By: The Women’s Forest Congress Steering Committee

As we close out the year, many of us naturally take a moment to reflect. Looking back at what we have learned, how our community has grown, and where we still need to put in the work. For the Women’s Forest Congress (WFC), 2025 has been a year of deep engagement: gathering across disciplines, elevating stories of women driving impact in forests and forest-focused organizations, and reinforcing our shared commitment to the values in our 2022 Declaration and Resolutions.

This year’s release of Women in the Workplace 2025, published by McKinsey & Company and Lean In, adds an important and sobering backdrop to that reflection. It provides a data-informed view of how women in corporate America are experiencing their workplaces today. Critically, it also shows where progress is stalling or slipping. When we hold those findings up alongside our own conversations across forestry, conservation, forest products, and natural resource management, we see both strong alignment and urgent calls to action.

This blog offers a year-end look at where women stand in the workplace today, what the 2025 data tells us, and how these insights intersect with the WFC’s work and vision for a more inclusive forest sector.

A Crossroads for Working Women

The 2025 Women in the Workplace report highlights several shifts that give us pause.

First, for the first time since the study began in 2015, women report lower ambition for promotion than men. This does not reflect a lack of capability; rather, it reflects environments where the path upward does not feel attainable, rewarding, or sustainable.

Second, the report finds that companies’ commitment to advancing women has softened. Only about half of organizations now say gender equity is a top priority; this is down significantly from the peaks of the early 2020s.

Third, the dynamics that most influence advancement—sponsorship, manager advocacy, and access to stretch roles—continue to benefit men more than women, particularly early in their careers. This manifests in the “broken rung” of the corporate ladder, where women’s advancement, including women of color, continues to be left behind.

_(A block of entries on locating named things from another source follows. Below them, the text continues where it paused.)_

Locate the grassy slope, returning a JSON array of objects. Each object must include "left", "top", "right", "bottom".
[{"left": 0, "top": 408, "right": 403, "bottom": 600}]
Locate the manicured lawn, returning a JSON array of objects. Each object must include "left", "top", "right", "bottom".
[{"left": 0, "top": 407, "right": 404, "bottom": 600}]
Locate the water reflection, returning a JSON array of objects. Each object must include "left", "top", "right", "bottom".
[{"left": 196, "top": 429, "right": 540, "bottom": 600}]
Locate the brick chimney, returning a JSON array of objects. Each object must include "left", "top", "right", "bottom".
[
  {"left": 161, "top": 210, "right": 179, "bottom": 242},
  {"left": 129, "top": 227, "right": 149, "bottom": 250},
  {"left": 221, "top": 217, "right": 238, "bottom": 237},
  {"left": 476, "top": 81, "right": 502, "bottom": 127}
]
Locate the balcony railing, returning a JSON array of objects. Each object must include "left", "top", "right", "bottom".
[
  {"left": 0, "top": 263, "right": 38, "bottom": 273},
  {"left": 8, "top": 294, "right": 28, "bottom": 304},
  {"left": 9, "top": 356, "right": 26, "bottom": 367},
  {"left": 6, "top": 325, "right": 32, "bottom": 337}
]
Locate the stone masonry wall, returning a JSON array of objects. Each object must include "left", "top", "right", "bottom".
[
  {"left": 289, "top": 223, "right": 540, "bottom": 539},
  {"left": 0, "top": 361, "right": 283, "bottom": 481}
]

Finally, representation gains made over the last decade appear fragile, especially for women of color, mothers, and women in technical roles.

These findings are not abstract. Across forestry and allied sectors, we see parallel pressures: recruiting more women but struggling to retain them, enthusiasm at the entry level that wanes as advancement becomes more complex, and a reliance on informal networks that often exclude the very people we aim to bring in.

How This Reflects Our Year of Engagement Across the WFC Community

Throughout 2025, WFC members have shared stories from field foresters, scientists, technicians, tribal leaders, entrepreneurs, and senior executives. Many of those stories echo the report’s themes. 

Women’s commitment to this work remains unwavering, but the structures around them are not always keeping pace. We have heard about the challenges of fieldwork expectations, cultural norms in male-dominated environments, uneven access to mentorship, and limited clarity around career pathways. At the same time, we have seen powerful examples of women stepping into leadership, building peer networks, and designing more inclusive organizational practices. While the McKinsey report focuses on advancing careers by climbing the traditional career ladder, the WFC also seeks to emphasize that success can take many different forms. There is still more work to be done to enable women to make their own career decisions, while also leveling the playing field so those choices are genuinely available. 

This duality—progress paired with persistent barriers—is precisely why the Women in the Workplace 2025 data resonates so deeply with our community.

What This Means for the Forestry Sector

As we look toward 2026, the forestry sector has a distinct opportunity to lead. Several themes emerge clearly from this year’s WFC conversations and the 2025 data:

  1. We must strengthen early-career pathways.
    Without deliberate support, the “broken rung” becomes a broken pipeline for foresters, technicians, analysts, and scientists.
  2. Sponsorship must become a norm, not a luxury.
    Women’s advancement hinges not only on mentorship but on active advocacy from leaders.
  3. Flexibility and wellbeing are essential to retention.
    Forestry’s field-based culture needs thoughtful adaptation so women can thrive across seasons of life.
  4. Representation cannot be our end goal.
    Inclusion, belonging, and psychological safety determine whether representation endures.
  5. Equity requires persistence.
    The McKinsey findings show that progress stalls when organizations assume the work is complete.

Looking Ahead Together

Year-end reflection is not just an exercise in accountability; it is a moment to reaffirm why our work matters. The Women’s Forest Congress was created to imagine and build a future where women are seen, valued, empowered, and driving change across all parts of the forest landscape and sector.

The 2025 Women in the Workplace report reminds us that this future will not happen on its own. It will be built by communities who stay engaged, stay vocal, and stay committed to carrying the work forward. Like us.